Mu Cang Chai - The Spotlight of Northwest Vietnam
“Where to get a perfect encounter with local and experience the most rural feelings in Vietnam?” – Whenever this question comes to me, the northern mountains are automatically come to my mind. The Northern Mountains divide into 2 sub-regions, namely Northwest and Northeast. Northwest consists of 6 provinces: Dien Bien, Son La, Lai Chau, HoaBinh, Lao Cai, Yen Bai. Sapa is a prominent name, when people think of rice terraces and minority groups in Vietnam. That is the reason why Sapa now is too touristic and cannot keep the innocence of rural areas. In this article, I would like to introduce Mu Cang Chai – the land of rice terraces as a place where you still find the purity and honesty of local minorities and of landscape itself.
Mu Cang Chai is a name reminding me of remote and solitary land. Literally, Mu is locally pronounced from Mo, which mean the woods, Cang is locally pronounced from Căng, which mean dry and Chai is Land. So, Mu Cang Chai is Dry Land of Woods. Mu Cang Chai is about 2000km² large, located at the foot of marvelous Hoang Lien Son mountain range and roughly 95% H’mong live there. The specialities of Mu Cang Chai are 2.500ha rice terrace fields in La Pan Tan, Che Cu Nha and De Xu Phinh. These are accomplishments of the local, have been recognized as national landscapes by the Ministry of Culture, Sports and Tourism. The road to Mu Cang Chai has been much better than before and there are many hostels and hotel to choose or simply you can overnight at stilt houses to get the real local touch. There are many ways from Hanoi to Mu Cang Chai, but the popular one is along highway no. 32, pass through Khau Phạ Pass, which is one of four imposing passes in the northwest of Vietnam. The length of the drive is about 7 hours. Besides, you can go through the highway Noi Bai – Lao Cao, get to Sapa and pass through O Quy Ho Pass, and then Mu Cang Chai. Such a good combination to gaze at scenery in astonishment! In Mu Cang Chai, let’s hire a motorbike to move or if you’re afraid of driving, there are many Xe-Om (motor-taxi) just waiting to lead you through picturesque landscape.
Khau Pha Pass
Mu Cang Chai is not beautiful for a specific village, but the way lead you there is amazing. You will feel so small amidst impressive scenery. You will find that kind of peaceful feeling, which is way too hard to find in the bustle of metropolis. And that kind of peace you can find in every children faces you meet on the way. They are curious with urban people having pretty dresses, driving a long way just to see the terraces, where their parents work daily and certainly their parents are not happy seeing terraces like urban ones. That kind of peace you can find while seeing an old but very strong grandma, who is carrying a huge basket of rice on her back and still smile with young tourists. It is the same smile of every grandmother in the world looking at her delighted grandchildren. You can burst into laughter while catching a wife dragging her drunken husband to home. Apparently, everyone in mountainous town is enjoying heart and soul weekend, no working, no doing farm, just drinking and having fun. Or just a big party because they are proud of their achievements – the rice terraces attract a lot of visitors, both national and international.
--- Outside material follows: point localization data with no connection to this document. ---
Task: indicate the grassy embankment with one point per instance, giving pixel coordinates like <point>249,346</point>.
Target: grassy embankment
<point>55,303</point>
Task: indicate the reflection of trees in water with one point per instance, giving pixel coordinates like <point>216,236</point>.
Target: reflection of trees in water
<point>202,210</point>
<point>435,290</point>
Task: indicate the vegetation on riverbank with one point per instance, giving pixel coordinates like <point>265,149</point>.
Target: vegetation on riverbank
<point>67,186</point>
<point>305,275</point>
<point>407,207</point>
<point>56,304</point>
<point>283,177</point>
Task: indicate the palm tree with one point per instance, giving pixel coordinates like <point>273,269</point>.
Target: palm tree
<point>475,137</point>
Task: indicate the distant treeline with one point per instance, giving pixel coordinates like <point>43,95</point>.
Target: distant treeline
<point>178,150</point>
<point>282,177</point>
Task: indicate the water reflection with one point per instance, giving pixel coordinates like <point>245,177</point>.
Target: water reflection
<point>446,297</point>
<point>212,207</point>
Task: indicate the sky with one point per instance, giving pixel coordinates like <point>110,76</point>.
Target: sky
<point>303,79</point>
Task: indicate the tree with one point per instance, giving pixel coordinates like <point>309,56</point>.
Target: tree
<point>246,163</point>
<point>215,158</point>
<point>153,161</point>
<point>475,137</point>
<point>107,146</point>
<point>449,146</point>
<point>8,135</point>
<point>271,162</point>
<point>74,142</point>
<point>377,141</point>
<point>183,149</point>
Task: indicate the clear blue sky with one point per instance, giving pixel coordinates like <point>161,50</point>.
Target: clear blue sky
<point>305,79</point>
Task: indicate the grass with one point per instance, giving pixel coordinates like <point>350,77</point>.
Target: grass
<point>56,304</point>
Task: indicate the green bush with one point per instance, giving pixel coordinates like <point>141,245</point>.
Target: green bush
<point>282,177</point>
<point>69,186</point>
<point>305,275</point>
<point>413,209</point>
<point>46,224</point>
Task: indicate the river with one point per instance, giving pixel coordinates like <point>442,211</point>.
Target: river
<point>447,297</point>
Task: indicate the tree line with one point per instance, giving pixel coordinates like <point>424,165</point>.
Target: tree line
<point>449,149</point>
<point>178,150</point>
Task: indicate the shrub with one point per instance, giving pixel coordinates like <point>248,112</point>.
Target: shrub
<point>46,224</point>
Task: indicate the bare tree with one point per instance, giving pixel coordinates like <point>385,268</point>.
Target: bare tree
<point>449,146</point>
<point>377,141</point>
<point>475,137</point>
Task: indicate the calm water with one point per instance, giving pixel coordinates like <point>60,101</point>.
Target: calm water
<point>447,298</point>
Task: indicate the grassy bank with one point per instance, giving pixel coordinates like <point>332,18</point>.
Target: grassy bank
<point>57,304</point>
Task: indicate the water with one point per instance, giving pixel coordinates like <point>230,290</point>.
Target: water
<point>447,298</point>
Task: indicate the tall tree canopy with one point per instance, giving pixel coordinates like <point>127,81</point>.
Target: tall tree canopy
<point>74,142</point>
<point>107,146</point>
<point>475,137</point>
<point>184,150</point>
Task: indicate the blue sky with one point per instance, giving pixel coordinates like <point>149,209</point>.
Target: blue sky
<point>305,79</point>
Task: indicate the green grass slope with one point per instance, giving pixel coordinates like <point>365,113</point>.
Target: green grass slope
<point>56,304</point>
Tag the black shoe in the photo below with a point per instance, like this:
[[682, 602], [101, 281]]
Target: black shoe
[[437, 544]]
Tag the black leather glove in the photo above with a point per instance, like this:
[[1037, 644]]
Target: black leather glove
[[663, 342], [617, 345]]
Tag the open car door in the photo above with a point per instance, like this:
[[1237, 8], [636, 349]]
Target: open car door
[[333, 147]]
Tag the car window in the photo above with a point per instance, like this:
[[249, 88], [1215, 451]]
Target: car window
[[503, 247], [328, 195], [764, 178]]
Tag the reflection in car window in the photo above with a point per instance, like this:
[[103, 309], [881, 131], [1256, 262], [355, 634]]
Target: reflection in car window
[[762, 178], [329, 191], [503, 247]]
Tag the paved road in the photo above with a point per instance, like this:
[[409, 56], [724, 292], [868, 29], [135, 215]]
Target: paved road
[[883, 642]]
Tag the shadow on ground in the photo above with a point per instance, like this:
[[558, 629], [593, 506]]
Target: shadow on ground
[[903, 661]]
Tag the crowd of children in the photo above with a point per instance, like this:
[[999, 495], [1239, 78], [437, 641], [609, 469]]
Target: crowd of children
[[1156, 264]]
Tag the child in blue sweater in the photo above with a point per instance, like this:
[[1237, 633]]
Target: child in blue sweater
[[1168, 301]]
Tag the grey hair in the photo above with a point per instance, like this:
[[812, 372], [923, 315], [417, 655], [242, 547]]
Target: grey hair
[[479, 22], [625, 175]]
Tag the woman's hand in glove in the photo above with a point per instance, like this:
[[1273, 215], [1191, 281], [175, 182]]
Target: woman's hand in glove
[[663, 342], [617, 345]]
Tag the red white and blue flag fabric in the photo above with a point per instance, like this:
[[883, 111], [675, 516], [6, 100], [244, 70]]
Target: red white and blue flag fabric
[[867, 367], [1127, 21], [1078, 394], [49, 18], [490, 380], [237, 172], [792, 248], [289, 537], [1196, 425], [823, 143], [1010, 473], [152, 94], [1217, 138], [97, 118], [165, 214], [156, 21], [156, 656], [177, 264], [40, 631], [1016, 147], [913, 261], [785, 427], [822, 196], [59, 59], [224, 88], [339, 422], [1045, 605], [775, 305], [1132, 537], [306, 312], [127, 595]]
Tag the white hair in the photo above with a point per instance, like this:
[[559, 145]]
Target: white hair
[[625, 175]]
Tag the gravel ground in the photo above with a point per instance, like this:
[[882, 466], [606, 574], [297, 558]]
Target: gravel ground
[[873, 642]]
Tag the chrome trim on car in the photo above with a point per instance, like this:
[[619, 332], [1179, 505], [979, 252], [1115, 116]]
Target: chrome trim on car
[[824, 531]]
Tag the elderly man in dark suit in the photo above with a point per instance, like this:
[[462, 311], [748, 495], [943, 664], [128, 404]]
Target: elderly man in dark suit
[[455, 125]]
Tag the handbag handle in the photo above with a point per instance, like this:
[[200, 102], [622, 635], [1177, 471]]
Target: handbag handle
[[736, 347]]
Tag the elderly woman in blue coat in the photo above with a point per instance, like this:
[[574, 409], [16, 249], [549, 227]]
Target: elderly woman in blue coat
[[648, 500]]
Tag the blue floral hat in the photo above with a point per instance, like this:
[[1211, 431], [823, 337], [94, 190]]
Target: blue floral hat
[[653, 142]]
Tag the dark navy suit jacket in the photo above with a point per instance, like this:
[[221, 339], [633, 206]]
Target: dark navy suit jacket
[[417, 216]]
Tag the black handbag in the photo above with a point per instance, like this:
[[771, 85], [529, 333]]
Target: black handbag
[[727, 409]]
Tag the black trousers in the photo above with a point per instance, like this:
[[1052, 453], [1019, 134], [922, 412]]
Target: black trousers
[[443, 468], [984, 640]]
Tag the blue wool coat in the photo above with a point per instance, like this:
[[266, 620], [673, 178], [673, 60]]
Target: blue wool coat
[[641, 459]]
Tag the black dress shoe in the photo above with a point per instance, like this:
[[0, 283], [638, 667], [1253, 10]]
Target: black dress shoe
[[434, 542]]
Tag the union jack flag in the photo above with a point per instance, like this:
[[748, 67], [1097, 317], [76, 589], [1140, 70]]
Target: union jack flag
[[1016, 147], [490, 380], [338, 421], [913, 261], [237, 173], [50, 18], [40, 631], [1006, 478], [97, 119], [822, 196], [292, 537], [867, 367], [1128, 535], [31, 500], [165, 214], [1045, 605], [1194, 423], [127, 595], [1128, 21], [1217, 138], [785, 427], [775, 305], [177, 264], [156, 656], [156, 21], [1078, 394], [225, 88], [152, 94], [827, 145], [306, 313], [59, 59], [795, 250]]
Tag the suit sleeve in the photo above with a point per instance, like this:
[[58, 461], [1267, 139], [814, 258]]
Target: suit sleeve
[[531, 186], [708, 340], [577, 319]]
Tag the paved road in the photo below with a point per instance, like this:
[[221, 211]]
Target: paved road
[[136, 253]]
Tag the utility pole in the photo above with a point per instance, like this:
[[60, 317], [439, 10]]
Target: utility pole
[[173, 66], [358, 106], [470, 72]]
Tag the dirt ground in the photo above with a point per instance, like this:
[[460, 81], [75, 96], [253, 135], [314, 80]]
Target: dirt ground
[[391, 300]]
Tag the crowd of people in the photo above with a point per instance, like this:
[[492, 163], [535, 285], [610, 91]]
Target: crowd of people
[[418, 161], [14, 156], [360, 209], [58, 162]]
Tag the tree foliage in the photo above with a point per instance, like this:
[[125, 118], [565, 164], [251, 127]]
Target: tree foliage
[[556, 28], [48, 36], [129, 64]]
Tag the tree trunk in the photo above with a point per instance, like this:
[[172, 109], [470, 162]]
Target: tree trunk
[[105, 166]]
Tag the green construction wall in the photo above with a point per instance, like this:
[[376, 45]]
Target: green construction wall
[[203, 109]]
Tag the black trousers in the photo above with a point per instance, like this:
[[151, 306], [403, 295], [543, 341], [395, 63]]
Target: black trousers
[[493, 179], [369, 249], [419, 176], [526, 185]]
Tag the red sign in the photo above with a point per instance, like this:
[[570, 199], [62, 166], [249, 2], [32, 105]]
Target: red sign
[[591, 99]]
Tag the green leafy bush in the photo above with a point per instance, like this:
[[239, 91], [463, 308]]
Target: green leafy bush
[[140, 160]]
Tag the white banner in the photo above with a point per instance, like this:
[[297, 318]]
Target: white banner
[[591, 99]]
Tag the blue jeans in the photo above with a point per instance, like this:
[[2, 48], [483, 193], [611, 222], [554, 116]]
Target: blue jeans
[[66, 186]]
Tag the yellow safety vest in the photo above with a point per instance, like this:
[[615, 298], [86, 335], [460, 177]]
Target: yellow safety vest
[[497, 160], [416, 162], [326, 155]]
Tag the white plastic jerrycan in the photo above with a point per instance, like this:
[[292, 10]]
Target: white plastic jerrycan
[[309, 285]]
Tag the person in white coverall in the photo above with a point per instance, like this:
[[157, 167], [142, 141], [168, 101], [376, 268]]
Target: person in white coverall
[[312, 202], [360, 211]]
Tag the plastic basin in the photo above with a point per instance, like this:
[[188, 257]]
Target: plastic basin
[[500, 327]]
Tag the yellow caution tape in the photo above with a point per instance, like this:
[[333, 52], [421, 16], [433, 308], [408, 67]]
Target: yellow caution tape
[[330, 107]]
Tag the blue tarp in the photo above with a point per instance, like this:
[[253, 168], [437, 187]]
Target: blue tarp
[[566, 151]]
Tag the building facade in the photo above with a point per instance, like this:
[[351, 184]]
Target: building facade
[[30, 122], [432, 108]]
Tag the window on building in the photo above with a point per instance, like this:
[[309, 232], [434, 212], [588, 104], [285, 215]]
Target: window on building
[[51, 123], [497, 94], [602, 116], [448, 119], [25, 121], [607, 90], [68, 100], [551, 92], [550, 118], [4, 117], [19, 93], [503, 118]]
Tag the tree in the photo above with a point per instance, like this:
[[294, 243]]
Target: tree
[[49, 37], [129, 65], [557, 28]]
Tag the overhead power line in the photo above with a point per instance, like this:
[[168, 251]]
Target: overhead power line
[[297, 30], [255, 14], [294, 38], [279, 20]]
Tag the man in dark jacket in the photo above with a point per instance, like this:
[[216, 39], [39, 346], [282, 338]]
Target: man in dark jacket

Kids are waiting for tourists coming back to wave bye bye
Most of tourists come to Mu Cang Chai before harvest time, usually 2 last weeks of September and waterfall season in the end of May. If you come on harvest time, the spectacular landscape of northern mountains will take your breath with a romantic view of yellow rice fields. On waterfall season, Mu Cang Chai becomes mysterious with rice terraces like giant mirrors.
HowevermMu Cang Chai has its own beauty on different seasons because of the honesty and friendliness of the local inhabitants. You might not see yellow rice terraces, you might not see huge mirror of rice fields if you do not come at the right time but you will always be welcomed by warm-hearted people there.
So don’t hesitate to cometo Mu Cang Chai to get a real local touch, to smell the fragrant of rice fields and do not forget to buy some young rice or sticky rice in Tu Le back home – the specialities there.